Debt collectors trying to collect debts after the statute of limitations has expired.

We have received several reports of debt collectors trying to collect debts after the statute of limitations had expired. In a recently reported development, the FTC has imposed record fines on a debt collector for various practices, including trying to collect debts without telling the debtor they could no longer be sued due to the expiration of their state's statute of limitations, and failing to tell them that even a small payment could revive the debt by "resetting the clock". See link to the article in the New York Times:
FTC fines a collector of debt 2.5 million.

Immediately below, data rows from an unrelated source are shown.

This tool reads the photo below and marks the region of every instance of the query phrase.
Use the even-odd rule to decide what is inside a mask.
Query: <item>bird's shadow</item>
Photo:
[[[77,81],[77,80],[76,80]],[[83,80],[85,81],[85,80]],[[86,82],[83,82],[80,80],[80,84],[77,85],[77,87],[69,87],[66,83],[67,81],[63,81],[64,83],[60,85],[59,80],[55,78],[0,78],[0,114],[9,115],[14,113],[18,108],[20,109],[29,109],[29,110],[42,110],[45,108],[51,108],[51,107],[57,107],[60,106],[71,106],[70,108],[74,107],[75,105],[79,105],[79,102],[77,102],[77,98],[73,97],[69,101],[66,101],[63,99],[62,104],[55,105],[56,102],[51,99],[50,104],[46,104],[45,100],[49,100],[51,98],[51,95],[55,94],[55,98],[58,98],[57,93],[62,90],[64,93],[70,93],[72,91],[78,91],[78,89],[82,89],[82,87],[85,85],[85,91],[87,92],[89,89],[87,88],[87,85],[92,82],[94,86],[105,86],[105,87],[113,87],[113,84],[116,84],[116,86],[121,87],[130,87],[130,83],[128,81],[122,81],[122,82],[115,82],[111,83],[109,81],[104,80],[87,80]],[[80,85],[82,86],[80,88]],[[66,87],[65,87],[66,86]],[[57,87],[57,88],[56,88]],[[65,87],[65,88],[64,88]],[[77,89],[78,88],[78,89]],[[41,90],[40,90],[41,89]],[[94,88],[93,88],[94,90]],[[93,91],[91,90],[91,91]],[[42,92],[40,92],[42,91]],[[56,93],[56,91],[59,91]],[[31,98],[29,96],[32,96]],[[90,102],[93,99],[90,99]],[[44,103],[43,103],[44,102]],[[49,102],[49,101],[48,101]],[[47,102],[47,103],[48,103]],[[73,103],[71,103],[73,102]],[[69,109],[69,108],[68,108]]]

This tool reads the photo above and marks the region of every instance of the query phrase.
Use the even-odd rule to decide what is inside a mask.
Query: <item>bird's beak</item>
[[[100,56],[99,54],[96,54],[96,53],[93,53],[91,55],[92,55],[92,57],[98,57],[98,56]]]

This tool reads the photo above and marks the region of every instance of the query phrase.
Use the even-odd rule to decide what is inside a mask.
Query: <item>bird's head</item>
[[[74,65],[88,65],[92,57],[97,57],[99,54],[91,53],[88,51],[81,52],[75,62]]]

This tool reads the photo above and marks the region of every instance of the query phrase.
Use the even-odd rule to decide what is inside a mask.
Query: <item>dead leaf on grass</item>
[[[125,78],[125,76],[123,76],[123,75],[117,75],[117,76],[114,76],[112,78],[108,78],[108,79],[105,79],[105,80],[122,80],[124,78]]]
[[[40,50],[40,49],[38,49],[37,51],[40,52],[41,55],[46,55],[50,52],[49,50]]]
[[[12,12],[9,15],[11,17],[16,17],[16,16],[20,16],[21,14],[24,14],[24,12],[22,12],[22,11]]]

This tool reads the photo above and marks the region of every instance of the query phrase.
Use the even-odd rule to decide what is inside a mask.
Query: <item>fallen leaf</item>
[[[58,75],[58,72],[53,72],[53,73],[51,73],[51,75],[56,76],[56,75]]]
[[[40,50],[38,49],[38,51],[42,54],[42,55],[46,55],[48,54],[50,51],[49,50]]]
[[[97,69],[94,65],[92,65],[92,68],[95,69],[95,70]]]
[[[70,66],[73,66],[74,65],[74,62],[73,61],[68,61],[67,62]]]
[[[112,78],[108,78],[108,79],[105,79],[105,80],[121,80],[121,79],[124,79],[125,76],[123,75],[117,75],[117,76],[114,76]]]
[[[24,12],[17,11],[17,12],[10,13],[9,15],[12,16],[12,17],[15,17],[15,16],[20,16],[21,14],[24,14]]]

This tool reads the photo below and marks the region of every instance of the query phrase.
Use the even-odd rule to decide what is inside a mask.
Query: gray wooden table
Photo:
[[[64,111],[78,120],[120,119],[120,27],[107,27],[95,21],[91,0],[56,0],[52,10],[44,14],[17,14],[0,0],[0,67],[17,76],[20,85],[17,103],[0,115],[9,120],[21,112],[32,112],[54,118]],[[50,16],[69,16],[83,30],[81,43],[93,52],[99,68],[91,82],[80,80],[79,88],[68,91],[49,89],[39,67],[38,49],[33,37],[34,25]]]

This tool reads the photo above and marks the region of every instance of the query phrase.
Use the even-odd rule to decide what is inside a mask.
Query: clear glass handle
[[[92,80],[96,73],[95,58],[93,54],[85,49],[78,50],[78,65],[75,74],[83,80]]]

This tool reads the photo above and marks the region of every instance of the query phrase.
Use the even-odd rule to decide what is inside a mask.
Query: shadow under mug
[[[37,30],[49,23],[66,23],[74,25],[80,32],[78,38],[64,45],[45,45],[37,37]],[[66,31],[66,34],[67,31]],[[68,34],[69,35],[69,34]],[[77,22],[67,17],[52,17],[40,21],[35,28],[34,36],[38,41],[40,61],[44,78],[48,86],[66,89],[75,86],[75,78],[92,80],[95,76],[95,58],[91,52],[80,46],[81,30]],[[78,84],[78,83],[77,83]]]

Statutes of limitation set time limits by which suit must be brought on a claim. They can arise under either federal or state law, depending on the basis for suit, or "cause of action". What statute of limitations may apply in a particular situation can be complex. It is something for which legal advice is needed. If you are the party with a claim to sue on, you need to file suit before the time expires. If you are the person facing suit, you need to know whether the time has expired.

I will focus here on the common situation, where a collector is trying to collect a money debt arising under a credit card or other "installment loan". In New Jersey, suit on such a claim needs to be filed within 6 years of the date the "cause of action accrued". And with a credit card or installment loan, the time begins running when each payment is due. Therefore, if the last payment you made was due 5 years ago, then the creditor has another year to file suit on the unpaid balance. Laws in other states will vary. Caution: this is only an example. A shorter or longer time limitation might apply to other kinds of claims. Generally the time to bring suits seeking money for personal injuries is much shorter. Always seek legal advice promptly.

Note that the statute of limitations applies only if the creditor has not already sued and gotten a judgment. Even if a suit is filed on the debt, it is up to the defendant being sued to raise the statute of limitations as a defense and/or seek dismissal of the suit. If that is not done, the defense could be waived. Of course, if a creditor files suit or tries to collect on a debt that is not enforceable in court, that could give you a right to sue under other law. But it is up to you to act to assert and protect your rights.

Anyone facing debt collection needs to be aware of statutes of limitation. If it has been a long time since your last missed payment was due, you should be very cautious and should seek legal advice.

If you enter into a payment arrangement or a "settlement agreement" to pay even a small part of the balance due, you may end up starting the clock running all over again on a debt that otherwise might not be collectible in court.

Although collectors and collection attorneys do try to collect old debts, under some circumstances this could give rise to a liability claim against them.

If a collector contacts you or you are being sued and you think you might have a basis to challenge the debt, make a written demand for proof, including signed documents and a payment history. Even better, see a qualified attorney for further advice and help.